Millions of Spanish mobile phone users will be tracked this week as part of the government’s census, in a move that critics fear is a step closer towards spying on the population.
Statistics agency INE insists that the eight-day project is anonymous and aimed at getting a better idea of where Spaniards go during the day and night.
The three biggest mobile companies are taking part in the scheme. The three companies – Movistar, Vodafone and Orange – cover 78.7% of Spain’s mobile phone users and are to be paid a total of €500,000 for taking part in the study.
They say that by handing over the data they are not breaking any laws.
The statistics agency wants to track the movement of Spaniards over eight days, first to their places of work or study from 18-21 November and later on days off and holidays. The second part of the experiment will be done on Sunday 24 November, Christmas Day and two days next summer.

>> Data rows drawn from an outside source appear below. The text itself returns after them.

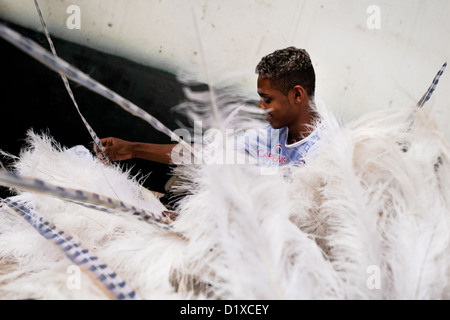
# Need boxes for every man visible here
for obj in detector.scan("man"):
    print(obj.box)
[95,47,320,165]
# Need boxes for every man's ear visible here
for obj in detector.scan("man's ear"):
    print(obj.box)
[292,85,306,102]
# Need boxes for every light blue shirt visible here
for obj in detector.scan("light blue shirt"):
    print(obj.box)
[236,125,321,166]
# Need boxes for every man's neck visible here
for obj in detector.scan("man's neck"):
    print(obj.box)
[287,101,320,144]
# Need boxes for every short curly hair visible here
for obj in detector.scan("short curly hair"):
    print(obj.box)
[256,47,316,96]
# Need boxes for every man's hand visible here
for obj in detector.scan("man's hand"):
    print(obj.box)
[94,137,134,161]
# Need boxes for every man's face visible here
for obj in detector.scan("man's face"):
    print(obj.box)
[258,77,297,129]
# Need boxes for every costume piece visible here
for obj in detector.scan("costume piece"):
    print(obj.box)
[235,124,324,166]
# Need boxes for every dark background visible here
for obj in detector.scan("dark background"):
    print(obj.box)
[0,19,191,197]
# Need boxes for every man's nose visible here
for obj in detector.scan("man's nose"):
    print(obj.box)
[258,99,267,110]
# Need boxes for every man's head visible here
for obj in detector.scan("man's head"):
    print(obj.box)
[256,47,317,133]
[256,47,316,97]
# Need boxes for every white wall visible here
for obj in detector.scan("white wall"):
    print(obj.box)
[0,0,450,136]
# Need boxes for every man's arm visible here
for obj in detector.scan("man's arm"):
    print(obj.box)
[94,137,177,165]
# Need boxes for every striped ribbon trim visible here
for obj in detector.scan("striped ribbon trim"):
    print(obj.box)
[2,198,140,300]
[417,62,447,108]
[0,172,187,240]
[0,23,201,159]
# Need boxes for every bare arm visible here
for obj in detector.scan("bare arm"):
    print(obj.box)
[94,137,177,164]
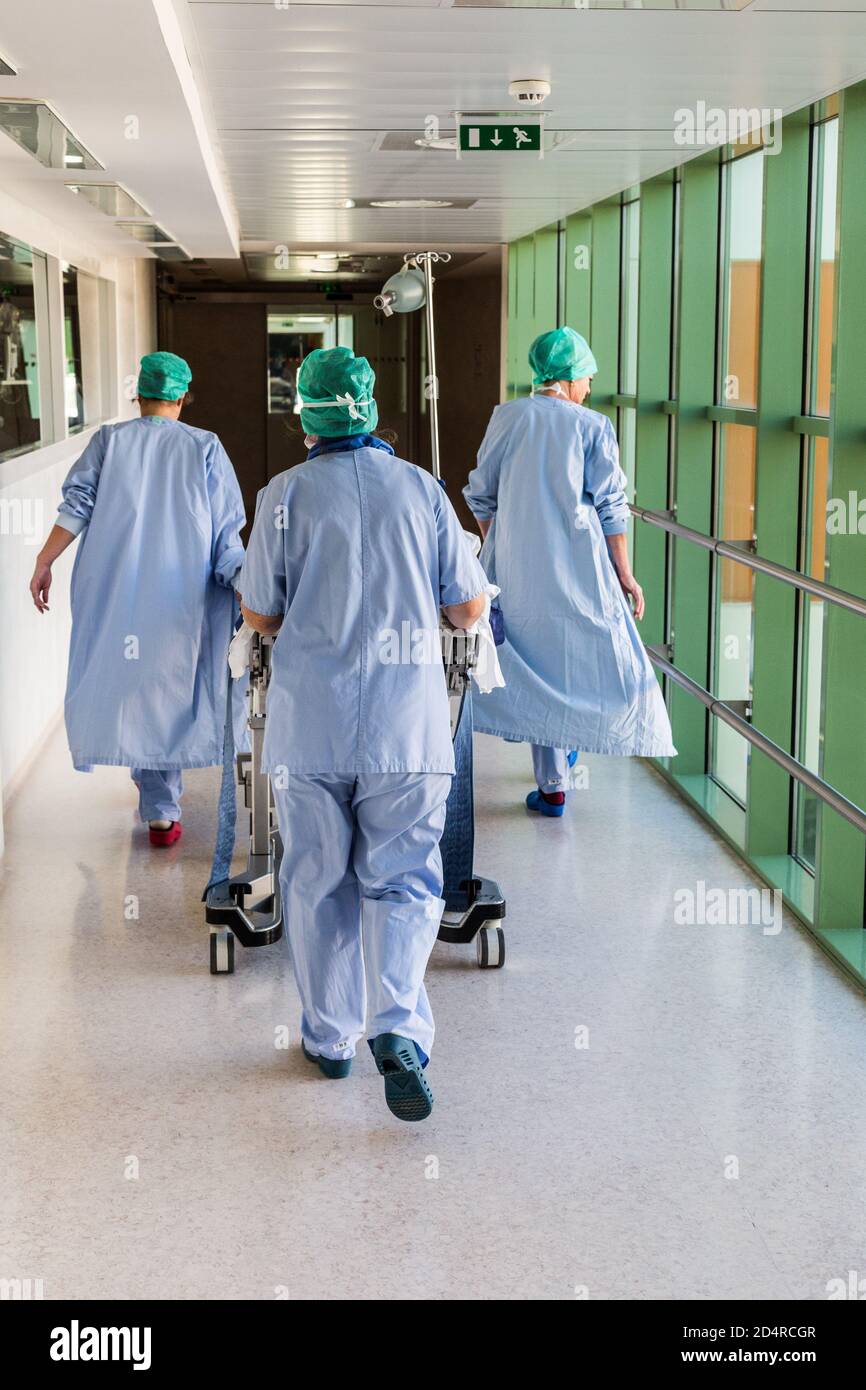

The country will be divided up into 3,200 cells with more than 5,000 residents, and the operators will work out how many phones are within each cell at various times of day. They will analyse phones between midnight and 06:00 to find out where people live and then later between 09:00 and 18:00.
Once all the data is analysed, the agency hopes to have a clearer idea of when and where Spaniards travel and then use the information to improve transport and public services. INE wants to use the details in the next census in 2021.
The mobile operators insist there is no way users can be identified as no personal data is being transferred.
Spaniards have raised privacy concerns. One technology lawyer, David Maeztu, said phone operators were not supposed to use data from customers for statistical purposes. Many users suggested turning their phones off or switching to airplane mode while the study was taking place.